Memasuki Hari Ke-6 Pencarian Jurnalis Hilang di Selat Sunda

News42 Views

GueBerita.comMemasuki Hari keenam, operasi pencarian terhadap delapan orang yang hilang kontak di perairan Selat Sunda masih terus berlangsung intensif. Tim SAR gabungan mengerahkan segala sumber daya yang dimiliki untuk menyisir area yang luas guna menemukan rombongan yang sebelumnya dilaporkan hilang saat dalam perjalanan melakukan liputan di kawasan Gunung Anak Krakatau.

Kepala Kantor Pencarian dan Pertolongan Banten, Al Amrad, mengonfirmasi bahwa hingga Minggu (13/9/2026), upaya pencarian masih difokuskan pada delapan orang yang terdiri dari kru kapal dan awak media. Operasi ini melibatkan koordinasi lintas instansi yang mencakup pemantauan dari berbagai aspek, baik laut, darat, maupun udara, dengan total luas area pencarian mencapai 6.010 NM2.

Detail Operasi dan Pembagian Sektor

Untuk meningkatkan efektivitas di lapangan, tim SAR gabungan telah memetakan wilayah pencarian ke dalam enam sektor berbeda. Pembagian ini didasarkan pada luas area dan tingkat kesulitan medan, dengan dukungan alutsista dari berbagai pihak:

  • Sektor V (840 NM2): Melibatkan KRI Kerambit dan KRI Teluk Gilimanuk.
  • Sektor W (1.120 NM2): Fokus pencarian oleh KAL Anyer.
  • Sektor Z (809 NM2): Melibatkan KN SAR Basudewa dan KN SAR Antasena.
  • Sektor Y (497 NM2): Melibatkan KP Sanjaya dan KRI Lepu.
  • Sektor X (681 NM2): Melibatkan armada gabungan termasuk KN SAR Tetuka, RBB Peucang, RIB Banten/Lampung, serta beberapa kapal pendukung lainnya.
  • Sektor H (2.063 NM2): Menjadi area terluas yang dipantau dengan bantuan helikopter HR 3604.

Selain mengerahkan kapal-kapal besar dan helikopter, pihak Basarnas juga memanfaatkan teknologi drone thermal untuk memantau area yang sulit dijangkau. Al Amrad menekankan bahwa seluruh personel di lapangan tetap mengedepankan aspek keselamatan di tengah kondisi cuaca yang dinamis.

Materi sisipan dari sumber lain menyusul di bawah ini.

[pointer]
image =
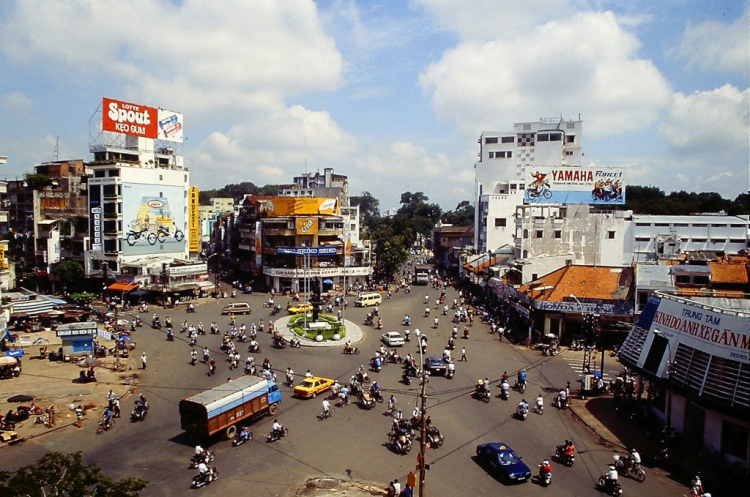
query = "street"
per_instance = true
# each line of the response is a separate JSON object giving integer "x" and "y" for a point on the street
{"x": 352, "y": 443}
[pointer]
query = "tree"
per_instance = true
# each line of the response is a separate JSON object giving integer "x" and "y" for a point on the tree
{"x": 65, "y": 474}
{"x": 69, "y": 272}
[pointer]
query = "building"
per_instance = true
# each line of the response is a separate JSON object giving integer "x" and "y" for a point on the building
{"x": 501, "y": 177}
{"x": 652, "y": 238}
{"x": 138, "y": 195}
{"x": 326, "y": 185}
{"x": 695, "y": 352}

Identitas Korban dalam Pencarian

Berdasarkan data yang dirilis, delapan orang yang masih berstatus dalam pencarian (DP) tersebut adalah mereka yang berada di dalam speedboat saat insiden terjadi. Rombongan ini terdiri dari:

1. Warta (55) – Kapten Kapal
2. Surakman (60) – Anak Buah Kapal (ABK)
3. Heriyanto (49) – Pemandu (Guide)
4. M Bagus Khoirunnas (28) – Jurnalis Antara
5. Ari Basuki (52) – Jurnalis Merdeka.com
6. Yudhis – Jurnalis iNews
7. Daus (42) – Jurnalis Anadolu
8. Donal – Fotografer Lepas (Freelance)

Kondisi Cuaca dan Imbauan

Tantangan utama dalam operasi ini adalah kondisi cuaca di Selat Sunda yang masih fluktuatif. Prakiraan cuaca menunjukkan kondisi berawan dengan kecepatan angin antara 10 hingga 20 knot yang bertiup dari arah timur laut hingga timur. Sementara itu, tinggi gelombang di lokasi pencarian diprediksi berada pada kisaran 0,5 hingga 2,5 meter.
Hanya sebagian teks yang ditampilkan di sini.